黒パンに関してはさらに複雑でかつ微妙である。私の少年時代にはロシア人の売る黒パンをよく食べたので、黒パンには強い郷愁がある。ロシア人の黒パンはねっとりしていて酸味が強かった。アメリカへ来てからは、黒パンを売っている店ではたいてい買って味見をしたが、納得の行く黒パンに出会っていない。

 

しかし何年か前に学会でアーヘンに行ったとき、朝食は必ず真っ黒い黒パンで、納得がいったばかりでなく虜になるくらい気に入った。酸っぱくはなく、なにか奥深い香りがあって、コロンバスに帰るときも近くのパン屋で買って帰った。

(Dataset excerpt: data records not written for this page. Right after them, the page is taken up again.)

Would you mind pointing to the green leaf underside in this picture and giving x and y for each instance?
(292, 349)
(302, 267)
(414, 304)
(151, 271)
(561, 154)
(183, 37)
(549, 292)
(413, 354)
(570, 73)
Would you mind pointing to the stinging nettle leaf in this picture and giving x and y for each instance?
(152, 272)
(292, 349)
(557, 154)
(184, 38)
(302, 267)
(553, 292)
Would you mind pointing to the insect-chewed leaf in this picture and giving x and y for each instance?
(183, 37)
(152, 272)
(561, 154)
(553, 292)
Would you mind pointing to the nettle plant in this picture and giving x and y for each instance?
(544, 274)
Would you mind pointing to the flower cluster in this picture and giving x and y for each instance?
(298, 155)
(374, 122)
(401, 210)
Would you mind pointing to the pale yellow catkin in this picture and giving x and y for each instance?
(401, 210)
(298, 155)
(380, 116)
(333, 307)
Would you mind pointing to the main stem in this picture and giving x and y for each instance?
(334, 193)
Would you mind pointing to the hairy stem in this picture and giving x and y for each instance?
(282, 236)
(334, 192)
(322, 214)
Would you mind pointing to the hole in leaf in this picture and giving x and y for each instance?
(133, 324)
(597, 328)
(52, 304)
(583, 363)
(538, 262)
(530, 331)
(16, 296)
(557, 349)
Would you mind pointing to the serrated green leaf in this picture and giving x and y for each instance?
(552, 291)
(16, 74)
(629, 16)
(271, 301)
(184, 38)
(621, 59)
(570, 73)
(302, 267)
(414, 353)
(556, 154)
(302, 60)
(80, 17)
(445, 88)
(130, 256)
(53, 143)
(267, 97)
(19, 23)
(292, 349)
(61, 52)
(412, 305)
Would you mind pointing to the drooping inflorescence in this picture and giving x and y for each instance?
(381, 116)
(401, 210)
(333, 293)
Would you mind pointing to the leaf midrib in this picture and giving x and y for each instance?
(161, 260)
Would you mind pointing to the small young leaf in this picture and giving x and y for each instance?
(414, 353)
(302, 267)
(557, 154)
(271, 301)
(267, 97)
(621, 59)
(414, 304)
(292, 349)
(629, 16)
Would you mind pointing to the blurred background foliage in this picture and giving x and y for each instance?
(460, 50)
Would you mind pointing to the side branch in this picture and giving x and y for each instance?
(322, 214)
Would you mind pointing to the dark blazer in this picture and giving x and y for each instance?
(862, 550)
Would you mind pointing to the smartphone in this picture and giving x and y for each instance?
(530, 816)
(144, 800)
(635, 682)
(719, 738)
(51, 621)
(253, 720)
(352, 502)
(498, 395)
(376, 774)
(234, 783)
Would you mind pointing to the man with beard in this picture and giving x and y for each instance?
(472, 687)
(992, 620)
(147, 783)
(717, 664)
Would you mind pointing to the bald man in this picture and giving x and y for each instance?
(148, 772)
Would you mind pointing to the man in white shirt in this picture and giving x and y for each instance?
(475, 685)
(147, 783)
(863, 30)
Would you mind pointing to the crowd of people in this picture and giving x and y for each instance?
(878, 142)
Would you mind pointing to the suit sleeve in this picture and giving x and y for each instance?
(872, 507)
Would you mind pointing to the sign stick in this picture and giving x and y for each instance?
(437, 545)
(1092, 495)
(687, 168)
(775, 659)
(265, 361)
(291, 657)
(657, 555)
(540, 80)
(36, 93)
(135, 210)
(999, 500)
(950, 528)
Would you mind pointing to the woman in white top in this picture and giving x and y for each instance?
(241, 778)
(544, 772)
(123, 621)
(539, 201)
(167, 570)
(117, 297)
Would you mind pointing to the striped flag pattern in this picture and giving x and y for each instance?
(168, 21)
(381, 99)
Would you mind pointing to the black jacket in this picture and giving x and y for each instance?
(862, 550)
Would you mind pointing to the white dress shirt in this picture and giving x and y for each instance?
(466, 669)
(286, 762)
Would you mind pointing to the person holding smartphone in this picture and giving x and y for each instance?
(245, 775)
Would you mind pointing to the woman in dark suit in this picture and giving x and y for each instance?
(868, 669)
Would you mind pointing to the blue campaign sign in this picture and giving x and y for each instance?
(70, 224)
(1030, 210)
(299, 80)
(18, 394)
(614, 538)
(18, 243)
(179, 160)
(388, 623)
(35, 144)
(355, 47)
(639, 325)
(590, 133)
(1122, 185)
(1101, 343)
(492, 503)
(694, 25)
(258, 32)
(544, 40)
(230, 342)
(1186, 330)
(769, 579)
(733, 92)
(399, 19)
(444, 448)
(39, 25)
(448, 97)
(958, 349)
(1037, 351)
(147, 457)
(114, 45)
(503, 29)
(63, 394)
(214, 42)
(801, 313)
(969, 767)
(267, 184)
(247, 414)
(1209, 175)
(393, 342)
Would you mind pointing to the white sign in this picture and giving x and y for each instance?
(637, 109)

我が家ではパンは自家製なので、パン作りの知識は十分に持っている。自然イーストに関してもよく知っているのだが、インターネットでも随分調べたが、どうやってこのような味と色が出せるのかはいまだ知る由もない。

 

アーヘンはボンやデユッセルドルフからも近いので、今回の旅行の前半に寄りたいとも思ったが、今回の旅行の行き先のことで私が決めることを昭子が許さなかった。

 

西村さんは、アーヘンの黒パンはプンパーニッケルではないかと示唆されるが、そうかも知れないし、そうでない可能性もあると考えている。その理由はアーヘンはフランスとベルギーにも至近距離で、今回の旅行からもわかるのだが、食べ物の地方色がドイツの内部とかなり違うのではないかと思われるからである。

 

昭子を説得してもう一度ドイツ旅行に出かけたいと思っている。